La dimensión política de esa nueva etapa quedó reflejada en la posición expresada por Lecornu, quien reiteró el respaldo de Francia a la soberanía de Marruecos sobre el Sáhara y reafirmó que la Iniciativa marroquí de Autonomía constituye la única base para alcanzar una solución política duradera al diferendo regional. Con ello, París consolida una posición que Rabat considera ya integrada en el marco estratégico de la relación bilateral y no como una cuestión separada del resto de la cooperación entre ambos países.
Esta evolución responde a una orientación que Marruecos ha venido reforzando durante los últimos años: vincular el desarrollo de sus asociaciones estratégicas a la claridad de las posiciones de sus socios respecto al Sáhara. Bajo esta lógica, el expediente ha dejado de ocupar un espacio periférico en la acción exterior marroquí para convertirse en uno de los elementos que estructuran sus relaciones políticas y económicas con los Estados que respaldan su propuesta de autonomía.

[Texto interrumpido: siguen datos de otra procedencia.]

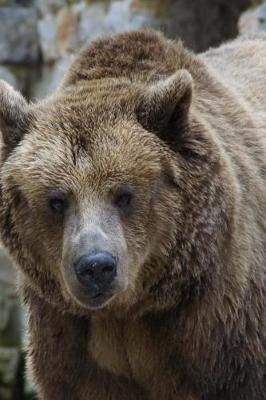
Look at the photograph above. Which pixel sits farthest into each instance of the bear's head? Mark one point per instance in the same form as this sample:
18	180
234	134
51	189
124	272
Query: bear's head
104	188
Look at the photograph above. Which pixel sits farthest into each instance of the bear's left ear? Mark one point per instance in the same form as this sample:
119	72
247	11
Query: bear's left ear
14	116
164	106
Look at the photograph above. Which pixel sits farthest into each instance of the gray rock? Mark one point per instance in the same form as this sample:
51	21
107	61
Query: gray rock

En paralelo, otro movimiento diplomático parece dibujar una tendencia distinta. El presidente del Gobierno español, Pedro Sánchez, tiene previsto desplazarse en los próximos días a Argelia en una visita que, según diversos medios españoles, marcará un nuevo paso hacia el restablecimiento pleno de las relaciones bilaterales tras la crisis abierta en 2022, cuando Madrid expresó oficialmente su apoyo a la Iniciativa marroquí de Autonomía.
Los medios españoles apuntan a que la visita permitirá impulsar nuevos acuerdos, especialmente en el ámbito energético, con el objetivo de ampliar el suministro de gas argelino al mercado español y reforzar la cooperación económica entre ambos países. Sin embargo, las informaciones difundidas coinciden en que la cuestión del Sáhara no figura entre los asuntos llamados a protagonizar las conversaciones ni entre los acuerdos cuya firma se da por prevista.

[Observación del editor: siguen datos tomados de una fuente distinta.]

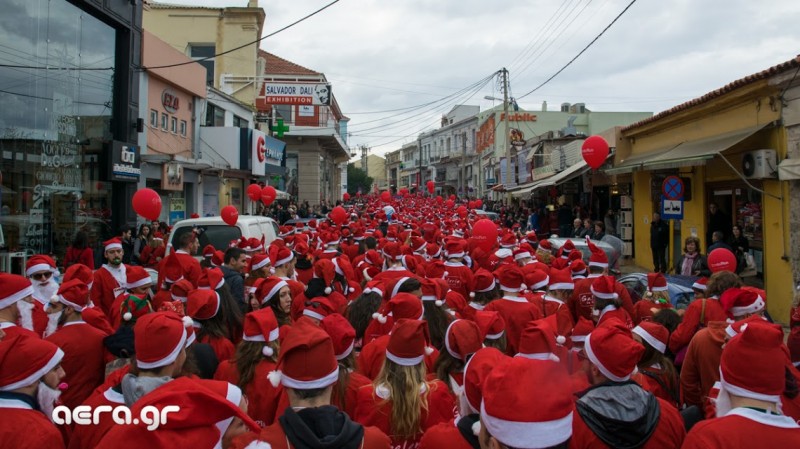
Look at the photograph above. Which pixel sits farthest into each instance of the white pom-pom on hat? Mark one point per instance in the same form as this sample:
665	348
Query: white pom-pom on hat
274	378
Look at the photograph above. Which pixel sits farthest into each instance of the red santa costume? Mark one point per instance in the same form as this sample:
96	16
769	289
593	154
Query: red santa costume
406	349
33	316
206	409
306	342
260	327
159	338
82	343
109	280
622	413
24	360
752	368
515	310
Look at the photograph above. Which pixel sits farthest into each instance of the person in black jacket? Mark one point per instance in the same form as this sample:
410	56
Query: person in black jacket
659	242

Ese elemento adquiere una relevancia política particular si se tiene en cuenta que fue precisamente el cambio de posición de España sobre el Sáhara el detonante de la ruptura diplomática entre Madrid y Argel. Cuatro años después, la reconstrucción de esa relación parece avanzar sin que el Gobierno español haya modificado su respaldo a la iniciativa marroquí ni sin que Argelia condicione públicamente el restablecimiento de la cooperación a una revisión de esa posición.

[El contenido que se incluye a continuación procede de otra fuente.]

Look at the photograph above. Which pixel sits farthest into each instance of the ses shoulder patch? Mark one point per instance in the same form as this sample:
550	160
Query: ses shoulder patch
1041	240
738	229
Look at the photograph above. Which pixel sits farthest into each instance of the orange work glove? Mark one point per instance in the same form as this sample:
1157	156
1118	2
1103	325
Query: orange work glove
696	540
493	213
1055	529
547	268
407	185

Desde la óptica de Rabat, esta evolución refleja una transformación gradual del tratamiento internacional del expediente. Mientras Marruecos continúa situando el Sáhara en el núcleo de sus alianzas estratégicas, otros actores parecen optar por desvincular sus intereses económicos y energéticos de las diferencias políticas surgidas en torno a este asunto.
En ese contexto, la evolución simultánea de las relaciones entre Marruecos y Francia y del acercamiento entre Argelia y España apunta a una nueva configuración diplomática en torno al Sáhara. Por un lado, el respaldo a la Iniciativa de Autonomía se consolida como un componente estructural de las asociaciones que Rabat considera estratégicas; por otro, la normalización entre Madrid y Argel parece desarrollarse sin alterar la posición española sobre el diferendo, una dinámica que el Reino interpreta como un indicio del creciente arraigo internacional de su planteamiento para la resolución del conflicto.